President Donald Trump said late Thursday that he hoped to resume in-person rallies this weekend, citing a note from his doctor that anticipated he’d be fit to do so.
Speaking with Fox News‘ Sean Hannity, Trump said his team would try to arrange a rally in Florida, depending on logistics.
“I think I’m going to try doing a rally on Saturday night if we have enough time to put it together, but we want to do a rally probably in Florida on Saturday night,” he said. “I might come back and do one in Pennsylvania the following night, and it’s incredible what’s going on. I feel so good.“
The president has been on a hiatus for public events after testing positive for the coronavirus last week.
Sean Conley, Trump’s physician, said in a memo on Thursday afternoon that the president had completed his therapy for Covid-19 and has remained stable since returning from the hospital on Monday. Conley wrote that expected Trump to be able to pick up public engagements again as of Saturday.
Trump was hospitalized at Walter Reed National Military Medical Center last week a day after his positive test. His doctors, including Conley, were elusive at the time when asked specific questions about the president’s health, particularly on his lung scans and when he last tested negative for the disease.
When Hannity asked whether he had tested negative for the virus since his diagnosis, Trump said he would probably take a test on Friday.
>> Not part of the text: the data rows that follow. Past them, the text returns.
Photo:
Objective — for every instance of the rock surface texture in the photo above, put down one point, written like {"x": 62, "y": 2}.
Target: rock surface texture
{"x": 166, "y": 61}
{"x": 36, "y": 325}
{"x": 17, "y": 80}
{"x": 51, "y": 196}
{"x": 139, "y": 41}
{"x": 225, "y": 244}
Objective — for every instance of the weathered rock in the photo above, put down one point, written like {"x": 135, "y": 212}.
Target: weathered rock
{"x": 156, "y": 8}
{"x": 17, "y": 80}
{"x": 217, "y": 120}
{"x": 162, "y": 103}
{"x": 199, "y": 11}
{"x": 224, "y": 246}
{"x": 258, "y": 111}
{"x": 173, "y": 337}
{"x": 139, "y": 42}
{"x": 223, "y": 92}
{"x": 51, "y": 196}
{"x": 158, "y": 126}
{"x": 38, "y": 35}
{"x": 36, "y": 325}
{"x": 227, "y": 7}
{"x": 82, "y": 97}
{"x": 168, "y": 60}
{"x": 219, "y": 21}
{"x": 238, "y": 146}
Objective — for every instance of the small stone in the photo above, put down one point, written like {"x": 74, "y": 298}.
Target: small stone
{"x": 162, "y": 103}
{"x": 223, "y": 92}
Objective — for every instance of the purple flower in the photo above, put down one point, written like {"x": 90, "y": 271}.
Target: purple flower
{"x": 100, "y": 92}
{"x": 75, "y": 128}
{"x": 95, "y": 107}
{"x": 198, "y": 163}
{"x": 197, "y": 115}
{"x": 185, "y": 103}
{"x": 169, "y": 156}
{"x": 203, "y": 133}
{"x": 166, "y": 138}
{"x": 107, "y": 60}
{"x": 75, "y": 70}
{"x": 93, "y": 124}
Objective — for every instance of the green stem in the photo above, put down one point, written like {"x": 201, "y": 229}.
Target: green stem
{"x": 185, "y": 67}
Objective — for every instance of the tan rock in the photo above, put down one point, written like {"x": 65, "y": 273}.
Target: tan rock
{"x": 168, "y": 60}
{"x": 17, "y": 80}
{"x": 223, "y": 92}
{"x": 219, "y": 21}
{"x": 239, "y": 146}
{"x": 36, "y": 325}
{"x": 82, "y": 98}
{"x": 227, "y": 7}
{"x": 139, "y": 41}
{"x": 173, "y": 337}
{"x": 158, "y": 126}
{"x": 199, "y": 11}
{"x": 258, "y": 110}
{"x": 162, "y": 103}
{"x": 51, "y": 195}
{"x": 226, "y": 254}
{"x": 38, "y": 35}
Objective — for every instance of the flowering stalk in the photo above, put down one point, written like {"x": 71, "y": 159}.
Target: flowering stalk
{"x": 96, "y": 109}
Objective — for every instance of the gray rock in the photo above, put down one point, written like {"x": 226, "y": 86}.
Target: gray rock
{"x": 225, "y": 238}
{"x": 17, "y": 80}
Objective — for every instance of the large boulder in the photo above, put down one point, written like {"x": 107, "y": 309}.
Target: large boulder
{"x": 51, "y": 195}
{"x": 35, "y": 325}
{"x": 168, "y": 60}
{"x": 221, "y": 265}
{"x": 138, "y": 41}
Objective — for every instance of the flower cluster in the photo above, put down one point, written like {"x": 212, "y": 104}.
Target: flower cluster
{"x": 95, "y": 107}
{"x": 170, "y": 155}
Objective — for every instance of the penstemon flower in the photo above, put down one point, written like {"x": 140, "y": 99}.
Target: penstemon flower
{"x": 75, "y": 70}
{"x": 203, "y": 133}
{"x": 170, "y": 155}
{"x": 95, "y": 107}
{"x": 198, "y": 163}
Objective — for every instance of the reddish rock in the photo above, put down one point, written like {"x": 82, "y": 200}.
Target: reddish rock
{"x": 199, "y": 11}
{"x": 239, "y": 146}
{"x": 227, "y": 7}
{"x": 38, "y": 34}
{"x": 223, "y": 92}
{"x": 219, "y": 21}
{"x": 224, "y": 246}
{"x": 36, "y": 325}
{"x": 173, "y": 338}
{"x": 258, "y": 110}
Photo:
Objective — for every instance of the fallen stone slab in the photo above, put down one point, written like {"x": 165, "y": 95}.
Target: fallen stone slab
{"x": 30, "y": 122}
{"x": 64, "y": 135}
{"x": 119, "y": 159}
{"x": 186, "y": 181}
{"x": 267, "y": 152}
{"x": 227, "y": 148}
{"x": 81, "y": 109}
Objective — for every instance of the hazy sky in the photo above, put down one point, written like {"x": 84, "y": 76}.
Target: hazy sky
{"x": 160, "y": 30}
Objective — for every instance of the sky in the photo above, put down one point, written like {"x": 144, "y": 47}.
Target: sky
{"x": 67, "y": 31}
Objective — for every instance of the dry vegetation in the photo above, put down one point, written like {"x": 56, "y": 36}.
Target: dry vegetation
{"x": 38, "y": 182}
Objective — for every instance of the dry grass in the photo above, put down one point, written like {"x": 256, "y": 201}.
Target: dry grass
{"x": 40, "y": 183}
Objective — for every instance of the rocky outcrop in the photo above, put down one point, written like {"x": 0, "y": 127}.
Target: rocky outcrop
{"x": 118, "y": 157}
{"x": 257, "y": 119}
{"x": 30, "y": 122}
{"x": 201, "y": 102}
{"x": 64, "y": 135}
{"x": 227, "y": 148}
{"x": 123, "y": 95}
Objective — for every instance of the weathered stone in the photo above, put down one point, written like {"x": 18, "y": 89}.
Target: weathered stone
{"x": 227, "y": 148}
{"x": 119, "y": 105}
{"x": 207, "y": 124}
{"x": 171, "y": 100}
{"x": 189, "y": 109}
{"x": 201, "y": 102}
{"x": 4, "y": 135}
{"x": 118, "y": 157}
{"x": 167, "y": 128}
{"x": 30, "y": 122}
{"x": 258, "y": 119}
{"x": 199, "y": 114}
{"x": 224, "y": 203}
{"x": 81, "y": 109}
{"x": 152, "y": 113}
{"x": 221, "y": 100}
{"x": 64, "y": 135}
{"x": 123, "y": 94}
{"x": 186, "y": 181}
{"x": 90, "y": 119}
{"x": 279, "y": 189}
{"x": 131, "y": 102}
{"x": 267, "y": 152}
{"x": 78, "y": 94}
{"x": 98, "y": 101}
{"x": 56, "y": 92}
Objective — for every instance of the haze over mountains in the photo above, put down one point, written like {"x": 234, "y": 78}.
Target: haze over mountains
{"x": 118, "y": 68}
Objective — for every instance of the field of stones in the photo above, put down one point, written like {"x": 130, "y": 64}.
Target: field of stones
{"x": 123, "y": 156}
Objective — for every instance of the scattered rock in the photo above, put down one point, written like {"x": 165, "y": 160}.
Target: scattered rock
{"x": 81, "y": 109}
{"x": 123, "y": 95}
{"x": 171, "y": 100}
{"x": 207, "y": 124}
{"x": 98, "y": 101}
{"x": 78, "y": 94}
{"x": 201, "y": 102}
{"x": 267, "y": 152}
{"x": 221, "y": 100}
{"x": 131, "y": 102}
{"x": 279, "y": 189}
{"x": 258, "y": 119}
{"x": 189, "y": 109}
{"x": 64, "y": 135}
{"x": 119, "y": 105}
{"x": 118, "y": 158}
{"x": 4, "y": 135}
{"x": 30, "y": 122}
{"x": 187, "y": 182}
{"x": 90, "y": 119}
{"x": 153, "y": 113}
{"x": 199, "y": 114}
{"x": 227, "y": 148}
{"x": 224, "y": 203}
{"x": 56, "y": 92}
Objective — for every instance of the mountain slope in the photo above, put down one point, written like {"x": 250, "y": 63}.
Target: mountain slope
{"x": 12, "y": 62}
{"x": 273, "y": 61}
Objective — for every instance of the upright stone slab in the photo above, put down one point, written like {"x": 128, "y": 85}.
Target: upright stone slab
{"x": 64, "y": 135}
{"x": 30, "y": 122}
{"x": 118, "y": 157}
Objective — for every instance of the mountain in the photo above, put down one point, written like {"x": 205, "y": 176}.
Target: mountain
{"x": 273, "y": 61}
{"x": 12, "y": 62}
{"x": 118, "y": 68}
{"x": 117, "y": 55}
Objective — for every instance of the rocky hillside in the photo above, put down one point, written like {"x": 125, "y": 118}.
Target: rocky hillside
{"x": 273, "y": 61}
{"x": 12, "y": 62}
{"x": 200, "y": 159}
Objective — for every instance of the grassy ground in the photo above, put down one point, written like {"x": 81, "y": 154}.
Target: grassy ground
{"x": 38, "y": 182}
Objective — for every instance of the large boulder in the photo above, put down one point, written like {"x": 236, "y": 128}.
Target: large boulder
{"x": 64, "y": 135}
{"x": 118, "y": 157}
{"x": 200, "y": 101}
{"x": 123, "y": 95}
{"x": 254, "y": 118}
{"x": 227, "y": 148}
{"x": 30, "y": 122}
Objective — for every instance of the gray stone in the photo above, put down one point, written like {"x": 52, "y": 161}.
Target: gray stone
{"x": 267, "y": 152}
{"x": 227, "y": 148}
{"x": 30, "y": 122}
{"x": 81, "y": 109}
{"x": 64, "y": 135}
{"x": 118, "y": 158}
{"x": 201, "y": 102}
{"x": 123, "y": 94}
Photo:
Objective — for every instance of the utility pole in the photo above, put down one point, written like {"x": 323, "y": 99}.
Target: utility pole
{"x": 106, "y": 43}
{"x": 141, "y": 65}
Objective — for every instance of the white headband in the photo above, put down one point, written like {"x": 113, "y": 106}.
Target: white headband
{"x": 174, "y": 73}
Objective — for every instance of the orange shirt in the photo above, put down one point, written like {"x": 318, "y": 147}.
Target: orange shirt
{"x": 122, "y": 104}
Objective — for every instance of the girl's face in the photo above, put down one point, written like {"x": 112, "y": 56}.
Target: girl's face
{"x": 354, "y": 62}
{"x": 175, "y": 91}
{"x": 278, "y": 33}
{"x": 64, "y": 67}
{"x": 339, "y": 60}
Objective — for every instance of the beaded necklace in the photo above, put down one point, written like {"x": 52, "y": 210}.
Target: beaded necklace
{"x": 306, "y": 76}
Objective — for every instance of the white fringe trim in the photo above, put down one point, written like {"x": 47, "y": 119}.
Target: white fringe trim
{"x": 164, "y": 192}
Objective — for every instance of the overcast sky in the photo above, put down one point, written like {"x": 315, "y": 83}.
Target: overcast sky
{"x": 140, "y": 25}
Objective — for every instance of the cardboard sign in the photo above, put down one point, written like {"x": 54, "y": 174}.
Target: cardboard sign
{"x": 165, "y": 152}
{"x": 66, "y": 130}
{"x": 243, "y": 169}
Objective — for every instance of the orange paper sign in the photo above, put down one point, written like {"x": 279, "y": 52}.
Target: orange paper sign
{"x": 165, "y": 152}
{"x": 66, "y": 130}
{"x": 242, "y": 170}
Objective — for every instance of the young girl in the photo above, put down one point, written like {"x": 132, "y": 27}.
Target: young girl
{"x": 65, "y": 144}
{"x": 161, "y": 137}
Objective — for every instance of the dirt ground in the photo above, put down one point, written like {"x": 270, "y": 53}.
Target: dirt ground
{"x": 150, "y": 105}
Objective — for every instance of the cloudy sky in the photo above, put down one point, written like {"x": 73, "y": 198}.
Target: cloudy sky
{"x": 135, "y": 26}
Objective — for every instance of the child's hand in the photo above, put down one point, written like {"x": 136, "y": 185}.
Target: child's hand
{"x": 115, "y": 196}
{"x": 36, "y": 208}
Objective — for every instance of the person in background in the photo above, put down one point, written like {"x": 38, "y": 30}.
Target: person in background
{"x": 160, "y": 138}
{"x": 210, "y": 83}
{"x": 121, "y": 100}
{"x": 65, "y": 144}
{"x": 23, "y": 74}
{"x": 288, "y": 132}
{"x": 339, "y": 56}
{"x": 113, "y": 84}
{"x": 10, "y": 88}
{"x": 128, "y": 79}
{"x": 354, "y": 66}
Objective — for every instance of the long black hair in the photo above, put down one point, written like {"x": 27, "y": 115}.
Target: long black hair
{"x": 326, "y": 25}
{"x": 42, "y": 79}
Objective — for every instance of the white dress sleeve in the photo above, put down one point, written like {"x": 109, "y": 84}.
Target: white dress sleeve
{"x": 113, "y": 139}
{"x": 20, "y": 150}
“There’s no reason to test all the time,“ he said.
Trump’s diagnosis threw a wrench into the campaign’s plans, notably with the transition of the second presidential debate into a virtual affair. The debate organizers said the move was to ensure the safety of everyone involved, but Trump was irate at the change and announced he would not participate. His campaign accused the nonpartisan Commission on Presidential Debates of acting in a way beneficial to the Democratic nominee, Joe Biden.
On Thursday evening, the campaign said that Conley’s memo made it clear there was “no medical reason” for the commission to change the parameters of the debate. But Frank Fahrenkopf, the commission’s co-founder and Republican co-chair, told The Associated Press late Thursday that there was no way the commission would make the second debate in person, regardless of Trump’s protests.
Still, the president has had time to get his voice heard from his White House confinement. In the days following his hospital stay, he has been particularly active on Twitter and engaged in a lively Thursday interview with Fox Business’ Maria Bartiromo.
Trump announced his diagnosis last week as dozens of people in his inner circle tested positive for the disease. The spread is likely linked to a number of in-person Republican events that the president attended shortly before.
Despite the diagnosis, the Trump campaign has continued to take a lax attitude toward guidelines meant to prevent the spread of the virus. Trump’s son, Donald Jr., participated in an indoor campaign event on Thursday in which few people wore masks.